Tão logo me deparei com o livro Istambul: memória e cidade (e sua melancólica e linda capa) do escritor Orhan Pamuk, Nobel de literatura em 2006, que nasceu e passou a maior parte de sua vida lá, tratei de comprá-lo e nele mergulhei. Aliás, Orhan Pamuk se exilou nos EUA em razão das ameaças que passou a sofrer depois que teve a coragem de falar sobre o episódio maldito e proibido para os turcos, que é o massacre de armênios.
Costumo ler vários livros simultaneamente, saltando de um para outro, sem me confundir ou perder a atmosfera de cada um (faço o mesmo com os canais da TV, e minha mulher briga comigo, dizendo que isso é coisa de maluco). Por isso, embora já tenha terminado a leitura há algum tempo, só agora me ocorreu fazer este registro e recomendar o livro.
Tenho quase a mesma idade de Orhan Pamuk, e suas reminiscências afetivas sobre o Edifício Pamuk, cujos andares abrigava toda a sua família (rica, mas em processo de decadência), suas visitas ao apartamento da avó, com seus móveis antigos, seus tapetes, suas salas fechadas, as fotografias espalhadas por todos os cantos, os vasos e enfeites intocáveis, a solidão e a imaginação do menino Orhan, tentando compreender o mundo que o cercava, me provocaram um retorno proustiano à casa dos meus avós maternos, onde passei parte da primeira infância.
Istambul, Turquia, e Guaxupé, sul de Minas, Brasil. Lugares tão distantes, meninos tão parecidos, circunstâncias e sentimentos tão próximos!
Essa busca do tempo perdido reavivou-se hoje com outra madeleine, que foi uma troca de e-mails com uma sobrinha da minha avó materna, a quem sempre considerei como prima em primeiro grau, já que também somos quase da mesma idade. Apesar disso, convivemos pouco, pois sempre moramos em cidades diferentes e só nos encontrávamos esporadicamente.

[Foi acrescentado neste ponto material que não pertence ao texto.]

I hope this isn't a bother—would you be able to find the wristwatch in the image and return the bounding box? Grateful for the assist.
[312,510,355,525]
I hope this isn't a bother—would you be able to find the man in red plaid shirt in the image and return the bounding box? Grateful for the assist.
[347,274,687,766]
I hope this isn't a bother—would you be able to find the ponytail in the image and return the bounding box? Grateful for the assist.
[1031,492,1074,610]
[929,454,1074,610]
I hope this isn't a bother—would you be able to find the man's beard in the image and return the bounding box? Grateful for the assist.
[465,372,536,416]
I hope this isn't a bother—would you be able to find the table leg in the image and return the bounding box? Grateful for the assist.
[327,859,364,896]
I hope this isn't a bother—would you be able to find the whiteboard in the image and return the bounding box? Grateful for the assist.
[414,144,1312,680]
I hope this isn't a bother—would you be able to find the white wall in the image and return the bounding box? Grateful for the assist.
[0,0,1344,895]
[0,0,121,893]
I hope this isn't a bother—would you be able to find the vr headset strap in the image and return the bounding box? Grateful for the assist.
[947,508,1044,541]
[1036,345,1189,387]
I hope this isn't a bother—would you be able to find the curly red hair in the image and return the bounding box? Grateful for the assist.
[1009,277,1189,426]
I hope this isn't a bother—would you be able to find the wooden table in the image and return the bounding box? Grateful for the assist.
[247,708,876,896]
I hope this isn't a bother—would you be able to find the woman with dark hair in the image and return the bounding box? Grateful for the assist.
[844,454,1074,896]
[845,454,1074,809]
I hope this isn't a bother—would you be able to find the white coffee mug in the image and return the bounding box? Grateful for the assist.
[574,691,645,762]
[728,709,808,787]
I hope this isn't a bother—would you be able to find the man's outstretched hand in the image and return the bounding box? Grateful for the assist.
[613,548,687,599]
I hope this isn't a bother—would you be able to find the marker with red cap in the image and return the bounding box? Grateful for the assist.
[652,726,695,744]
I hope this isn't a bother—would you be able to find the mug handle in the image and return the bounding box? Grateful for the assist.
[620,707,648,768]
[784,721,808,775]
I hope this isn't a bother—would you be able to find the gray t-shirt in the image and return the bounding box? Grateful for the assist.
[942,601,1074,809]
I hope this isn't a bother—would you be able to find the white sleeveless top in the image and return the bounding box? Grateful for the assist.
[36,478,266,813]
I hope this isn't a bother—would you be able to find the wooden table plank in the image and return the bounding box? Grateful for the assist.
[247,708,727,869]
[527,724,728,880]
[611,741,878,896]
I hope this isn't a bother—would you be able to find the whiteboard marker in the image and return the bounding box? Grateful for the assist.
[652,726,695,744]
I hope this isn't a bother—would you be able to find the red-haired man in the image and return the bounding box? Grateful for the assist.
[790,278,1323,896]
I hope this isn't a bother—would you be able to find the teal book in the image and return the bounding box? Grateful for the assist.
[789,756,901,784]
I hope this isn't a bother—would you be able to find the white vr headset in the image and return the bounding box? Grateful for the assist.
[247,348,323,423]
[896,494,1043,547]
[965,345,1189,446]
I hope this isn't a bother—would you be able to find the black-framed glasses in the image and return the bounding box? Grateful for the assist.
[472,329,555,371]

Retomamos o contato pela internet e ela, tendo visitado este blog, deixou nele um comentário carinhoso e me enviou e-mail cheio de recordações, entre as quais uma que me faz corar de vergonha (e de que juro não me lembrar): diz ela que vivia com as canelas roxas pelos pontapés que eu lhe dava, quando éramos pequenos.
Logo eu, que me achava um gentil infante!
Muito dessa impressão (que parece agora ser falsa) de menino bem comportado e circunspecto, que também me unia ao pequeno Orhan de Istambul, decorre de uma mania da minha avó materna, Dona Gessy, que adorava me empetecar com uns terninhos de linho engomado (pobre de mim), com monogramas por ela mesma bordados com todo o capricho no bolso, e me levar consigo nas visitas às amigas.
As madames ficavam a conversar, tomar chá, comer bolinhos e jogar baralho por longas horas, enquanto eu ─ para orgulho da vovó ─ mantinha um comportamento impecável, de um verdadeiro rapazinho e cavalheiro, sem tocar em nada que pudesse ser quebrado. Mergulhava então em mim mesmo, e minha imaginação campeava livre, inventando coisas e brincadeiras íntimas, para passar o tempo e fugir da chatice.
De vez em quando, ou ao nos despedirmos para ir embora, algumas das madames me derramavam elogios, me apertavam as bochechas ou me enchiam de beijos molhados e piniquentos, que me deixavam a cara lambuzada e marcada de batom.
Talvez depois descontasse tudo isso nas canelas da pobre prima.